The current euphoria regarding Big Data is focused on the technologies such as Hadoop, visualisation tools and other often open source technologies. Whilst this is all great stuff the people involved are just as important.
Accompanying the big data bandwagon we have seen the rise of a new role, that of the data scientist. Whilst not exclusively a big data technology job, this new role is complementary to the agenda behind many big data initiatives of uncovering new insights from vast amounts of formally incomprehensible data.
Many data scientist jobs are advertised these days earning huge salaries so what is a data scientist, what do they actually do and do they wear a white lab coat?
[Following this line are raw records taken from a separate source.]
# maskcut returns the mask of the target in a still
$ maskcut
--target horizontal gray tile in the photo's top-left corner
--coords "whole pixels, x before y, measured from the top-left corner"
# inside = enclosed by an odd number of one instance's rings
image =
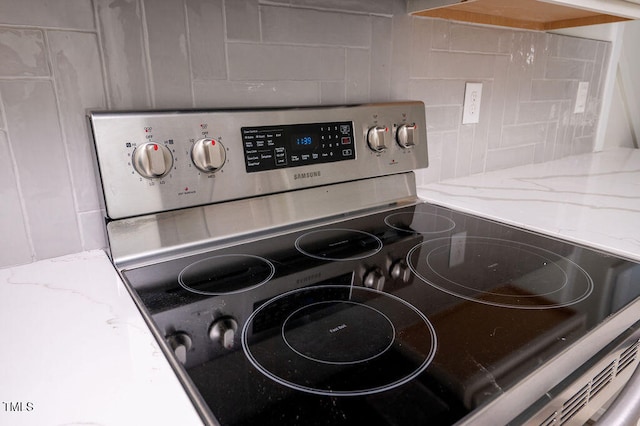
[[[95,29],[91,0],[3,0],[0,24]]]

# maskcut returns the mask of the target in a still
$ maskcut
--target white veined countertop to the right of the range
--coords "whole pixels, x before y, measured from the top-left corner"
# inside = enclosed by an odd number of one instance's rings
[[[640,150],[619,148],[450,179],[418,195],[640,261]]]

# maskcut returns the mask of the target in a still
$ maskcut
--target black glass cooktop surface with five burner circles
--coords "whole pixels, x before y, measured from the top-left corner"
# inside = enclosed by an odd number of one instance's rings
[[[637,267],[425,203],[123,274],[222,425],[448,425],[637,297]]]

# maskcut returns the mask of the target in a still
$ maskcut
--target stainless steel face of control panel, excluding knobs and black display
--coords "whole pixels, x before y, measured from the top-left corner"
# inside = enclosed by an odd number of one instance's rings
[[[408,172],[428,165],[422,102],[252,111],[95,112],[89,118],[111,219]],[[337,121],[353,123],[355,159],[246,171],[242,127]],[[413,123],[415,146],[402,148],[393,140],[394,133],[400,125]],[[367,131],[374,126],[388,128],[384,152],[367,146]],[[215,139],[226,150],[226,162],[215,173],[201,172],[191,161],[191,147],[204,137]],[[162,178],[143,178],[134,170],[133,152],[146,142],[162,144],[171,152],[172,168]]]

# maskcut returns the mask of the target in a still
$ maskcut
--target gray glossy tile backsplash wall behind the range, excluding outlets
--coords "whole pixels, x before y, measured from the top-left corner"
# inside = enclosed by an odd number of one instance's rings
[[[403,0],[5,0],[0,267],[104,247],[87,110],[418,99],[427,183],[591,151],[609,50]],[[479,124],[461,124],[466,81]]]

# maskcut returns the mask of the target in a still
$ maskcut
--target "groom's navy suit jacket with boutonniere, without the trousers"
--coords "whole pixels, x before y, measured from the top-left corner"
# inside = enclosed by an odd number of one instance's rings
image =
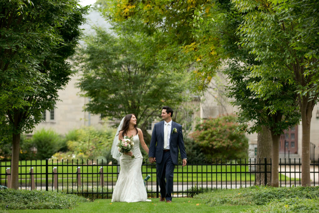
[[[177,133],[173,133],[174,128],[176,128]],[[181,152],[182,159],[187,158],[183,141],[182,125],[172,121],[170,134],[169,151],[171,153],[172,161],[176,165],[178,161],[178,149]],[[160,121],[154,125],[148,156],[155,157],[156,163],[161,163],[163,158],[163,150],[164,121]]]

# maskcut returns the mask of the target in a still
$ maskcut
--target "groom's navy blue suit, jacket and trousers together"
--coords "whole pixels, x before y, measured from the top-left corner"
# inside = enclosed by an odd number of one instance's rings
[[[176,128],[177,133],[173,133],[174,128]],[[164,121],[154,125],[148,156],[155,157],[156,160],[156,175],[161,197],[171,201],[174,167],[178,161],[178,149],[181,152],[182,159],[186,158],[186,152],[182,125],[172,121],[171,132],[168,134],[170,134],[169,151],[164,152]]]

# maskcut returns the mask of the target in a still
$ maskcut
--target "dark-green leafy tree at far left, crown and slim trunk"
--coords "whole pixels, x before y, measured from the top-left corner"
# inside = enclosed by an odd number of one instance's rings
[[[66,61],[78,44],[87,7],[77,0],[1,1],[0,133],[12,134],[11,188],[17,189],[19,142],[44,110],[53,109],[73,73]]]

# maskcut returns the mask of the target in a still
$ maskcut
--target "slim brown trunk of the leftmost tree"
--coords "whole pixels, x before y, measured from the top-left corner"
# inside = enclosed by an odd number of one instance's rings
[[[12,134],[11,183],[10,188],[19,188],[20,133]]]

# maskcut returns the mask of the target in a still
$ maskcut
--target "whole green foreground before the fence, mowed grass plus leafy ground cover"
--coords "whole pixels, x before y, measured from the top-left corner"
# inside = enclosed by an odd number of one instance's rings
[[[0,191],[5,196],[0,205],[2,212],[319,212],[319,186],[308,187],[264,187],[253,186],[240,189],[214,189],[197,194],[194,198],[173,197],[172,203],[159,202],[111,202],[111,199],[97,199],[94,202],[78,199],[77,196],[54,194],[54,192],[32,193],[31,191]],[[12,199],[19,197],[21,204]],[[8,198],[6,200],[6,198]],[[71,199],[74,204],[68,203]],[[5,205],[19,209],[34,207],[52,207],[61,201],[61,205],[75,206],[73,209],[52,210],[6,210]],[[78,203],[80,202],[80,203]],[[78,203],[78,206],[76,206]],[[31,204],[31,206],[29,205]],[[60,208],[60,205],[56,205]],[[62,206],[63,207],[63,206]]]

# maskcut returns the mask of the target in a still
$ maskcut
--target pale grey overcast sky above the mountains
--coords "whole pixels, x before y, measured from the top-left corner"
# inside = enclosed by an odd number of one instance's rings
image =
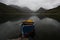
[[[5,4],[14,4],[18,6],[26,6],[33,11],[38,10],[40,7],[45,9],[52,9],[60,5],[60,0],[0,0]]]

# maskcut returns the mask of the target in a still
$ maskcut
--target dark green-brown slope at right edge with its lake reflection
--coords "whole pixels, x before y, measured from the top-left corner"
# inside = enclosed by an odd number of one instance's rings
[[[50,10],[46,10],[40,13],[38,16],[49,17],[49,18],[56,19],[57,21],[60,21],[60,6],[50,9]]]

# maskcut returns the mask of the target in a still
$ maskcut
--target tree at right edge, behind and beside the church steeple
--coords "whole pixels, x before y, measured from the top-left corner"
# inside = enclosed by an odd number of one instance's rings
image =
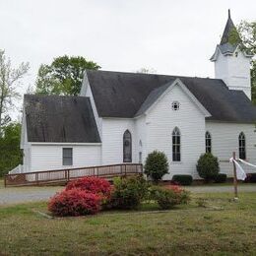
[[[237,26],[237,31],[233,30],[230,34],[230,43],[240,43],[241,50],[252,55],[256,55],[256,22],[241,21]],[[251,96],[252,102],[256,104],[256,60],[251,63]]]

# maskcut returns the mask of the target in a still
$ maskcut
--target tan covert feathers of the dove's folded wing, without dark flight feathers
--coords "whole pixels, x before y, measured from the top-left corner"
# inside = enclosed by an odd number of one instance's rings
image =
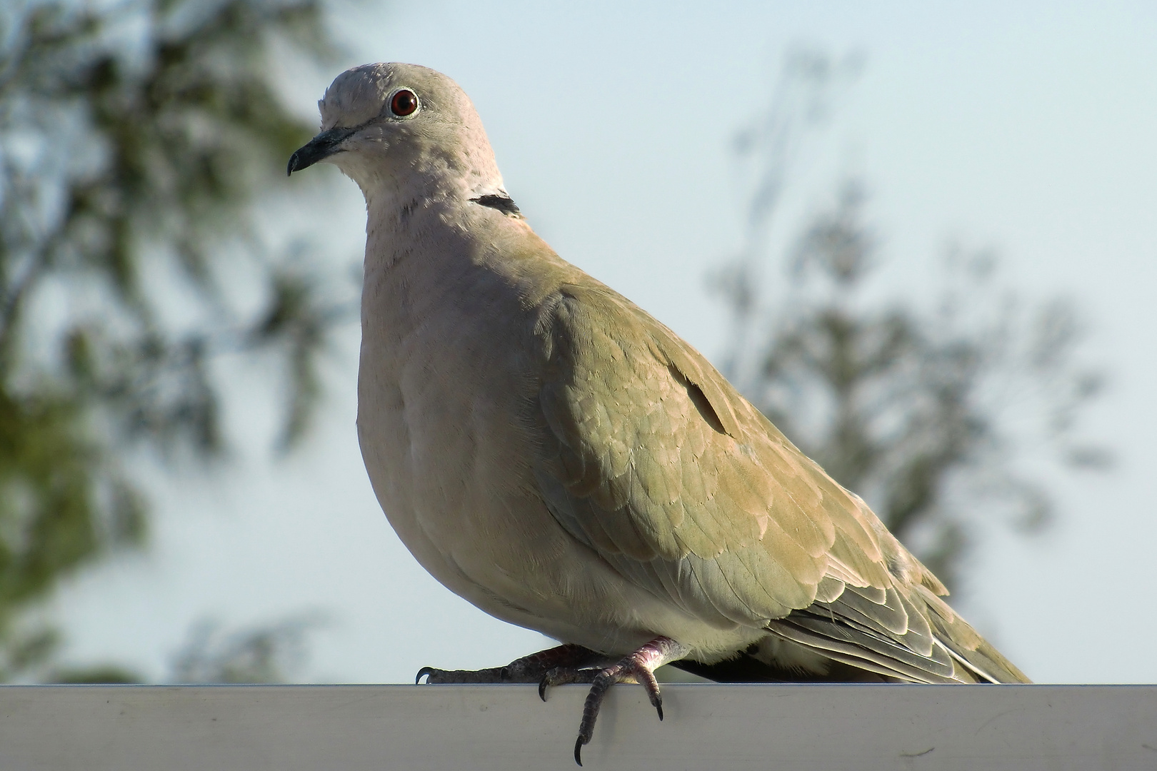
[[[598,287],[544,307],[538,479],[569,533],[617,566],[656,563],[624,568],[653,592],[695,576],[677,600],[745,623],[810,605],[833,547],[843,577],[887,585],[855,499],[697,351]]]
Well the lab coat is optional but lets see if we can clear up what one is.
The concept of the data scientist has been around in literature for a while now. In Isaac Asimov’s ‘Foundation’ series we have one of the first examples of the data science and big data under the name of psychohistory.
“It is remarkable, Hari, how the religion of science has grabbed hold. ”
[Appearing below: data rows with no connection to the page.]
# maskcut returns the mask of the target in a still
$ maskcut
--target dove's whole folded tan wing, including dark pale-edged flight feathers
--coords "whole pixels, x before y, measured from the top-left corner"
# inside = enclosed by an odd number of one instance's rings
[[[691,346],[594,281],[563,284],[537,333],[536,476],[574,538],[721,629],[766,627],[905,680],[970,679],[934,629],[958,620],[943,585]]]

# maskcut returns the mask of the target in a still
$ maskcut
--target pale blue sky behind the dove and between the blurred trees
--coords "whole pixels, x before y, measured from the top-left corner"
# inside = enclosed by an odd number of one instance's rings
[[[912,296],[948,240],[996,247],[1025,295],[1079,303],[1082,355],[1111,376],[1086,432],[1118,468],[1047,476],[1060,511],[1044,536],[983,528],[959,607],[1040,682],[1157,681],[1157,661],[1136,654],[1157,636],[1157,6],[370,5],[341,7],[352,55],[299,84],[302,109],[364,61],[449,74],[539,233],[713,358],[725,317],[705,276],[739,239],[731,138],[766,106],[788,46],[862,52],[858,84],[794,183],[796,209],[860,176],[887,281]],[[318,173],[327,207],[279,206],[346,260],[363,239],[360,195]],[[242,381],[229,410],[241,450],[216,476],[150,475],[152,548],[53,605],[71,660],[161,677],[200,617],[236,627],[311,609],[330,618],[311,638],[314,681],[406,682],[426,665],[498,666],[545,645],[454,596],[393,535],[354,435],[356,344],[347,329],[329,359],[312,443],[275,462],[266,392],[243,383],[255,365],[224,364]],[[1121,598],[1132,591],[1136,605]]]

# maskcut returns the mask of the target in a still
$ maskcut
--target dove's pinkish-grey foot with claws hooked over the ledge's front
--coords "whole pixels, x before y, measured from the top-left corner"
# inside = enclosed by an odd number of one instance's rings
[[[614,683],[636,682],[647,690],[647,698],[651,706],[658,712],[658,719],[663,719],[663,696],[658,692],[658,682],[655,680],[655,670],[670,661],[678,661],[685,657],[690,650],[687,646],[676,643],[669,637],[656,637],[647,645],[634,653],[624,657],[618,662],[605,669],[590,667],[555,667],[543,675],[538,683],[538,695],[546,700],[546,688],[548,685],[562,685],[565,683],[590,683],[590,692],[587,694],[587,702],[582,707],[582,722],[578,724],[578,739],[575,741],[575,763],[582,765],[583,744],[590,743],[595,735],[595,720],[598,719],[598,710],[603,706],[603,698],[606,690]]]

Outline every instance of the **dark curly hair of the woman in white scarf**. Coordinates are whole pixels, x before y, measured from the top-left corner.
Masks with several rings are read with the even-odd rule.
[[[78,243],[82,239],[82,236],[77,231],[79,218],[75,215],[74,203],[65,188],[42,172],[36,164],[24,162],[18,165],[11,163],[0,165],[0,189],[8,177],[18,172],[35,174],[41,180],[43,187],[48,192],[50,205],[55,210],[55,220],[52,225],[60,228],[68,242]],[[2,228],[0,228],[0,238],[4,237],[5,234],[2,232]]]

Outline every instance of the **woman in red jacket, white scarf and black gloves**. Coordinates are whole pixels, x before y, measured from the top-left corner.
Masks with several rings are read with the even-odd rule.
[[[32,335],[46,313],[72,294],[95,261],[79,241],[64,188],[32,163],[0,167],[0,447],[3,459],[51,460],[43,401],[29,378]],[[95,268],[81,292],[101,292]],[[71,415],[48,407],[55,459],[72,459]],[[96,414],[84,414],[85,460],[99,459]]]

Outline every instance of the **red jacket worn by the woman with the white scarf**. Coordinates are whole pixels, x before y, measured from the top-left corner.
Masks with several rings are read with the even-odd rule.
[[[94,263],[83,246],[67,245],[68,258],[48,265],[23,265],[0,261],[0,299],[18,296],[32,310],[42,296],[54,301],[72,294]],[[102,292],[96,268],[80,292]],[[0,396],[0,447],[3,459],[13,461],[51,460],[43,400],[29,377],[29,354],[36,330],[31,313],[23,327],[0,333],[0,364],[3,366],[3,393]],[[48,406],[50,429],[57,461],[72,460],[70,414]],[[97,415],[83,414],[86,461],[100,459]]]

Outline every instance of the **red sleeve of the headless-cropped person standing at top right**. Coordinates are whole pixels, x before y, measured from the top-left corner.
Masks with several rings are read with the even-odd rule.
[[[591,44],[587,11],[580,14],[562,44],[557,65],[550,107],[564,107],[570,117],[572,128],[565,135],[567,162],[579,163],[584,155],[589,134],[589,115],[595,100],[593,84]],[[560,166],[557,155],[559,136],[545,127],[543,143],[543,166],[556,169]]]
― Isaac Asimov, Foundation
The Hari mentioned in the quote is the mathematician, Hari Seldon; the inventor of Psychohistory in Asimov’s books. Psychohistory is an algorithmic science that can predict, in probabilistic terms, the future. Using psychohistory he predicts the eventual fall of the great Galactic Empire and the 10 to 30 thousand years of chaos and barbarism that would ensue. To prevent this he develops a plan (called the Seldon Plan) to shorten the dark period down to a mere thousand years. This plan forms the basis of the Foundation series of books.
Hari Seldon’s psychohistory involves a huge amount of data on subjects such as economics, history, sociology and psychology. This is all processed using statistics and mathematics to understand the likely behaviour of large groups, in this case the Galactic Empire. Sounds just like Big Data to me, and Seldon sounds like a data scientist.
For me the role is the amalgamation (or possibly the evolution) of three different roles; data analyst, business analyst and scientist/mathematician. Let me see if I can explain:
- Data Analyst: because they typically have a computer science background understanding programmatical techniques such as SQL, are familiar with software such as SAS or more open source languages such as R. In short they know their way around a database and datasets regardless of the underlying technology.
- Business Analyst: because they understand business and how to express complex numbers and data sets into terms that the business can understand. They also will know what is relevant to explore further and therefore focus their attention on problems that matter to the business.
- Scientist/Mathematician: because they will have a deep understanding of mathematical modelling and statistically techniques. They will add to this with the traditional skills of a scientist and a scientist general need to understand everything (ie they will be inquisitive and continually asking questions).
The background of data scientists is varied with some coming from quite a ethnology based backgrounds knowing software languages such as R or Python. Other data scientists are mathematicians, statisticians, business analyst or visualisation experts.
With the rise of the data scientist and the professionalism of the role has also come the acceptance that there are two broad categories that data scientists fall into, imaginatively called type A and type B. These two distinct roles are quite critical in organisations success in leveraging the potential of these individuals.
Type A (for analysis) Data Scientists are the most common type and use many techniques to manipulate data sets (some of which can be vast in size). They will understand how to clean and manipulate the data. They will also be knowledgeable in a specific domain. They have commonality with statisticians but explicitly are targeting those skills towards the manipulation and understanding of the data sets.
Type B (for build) Data Scientists use coding and programming skills with big data technology to build models that interact directly with users. These models recommend your next holiday or some music recommendations based upon your purchasing history.
Hopefully this article has helped a bit.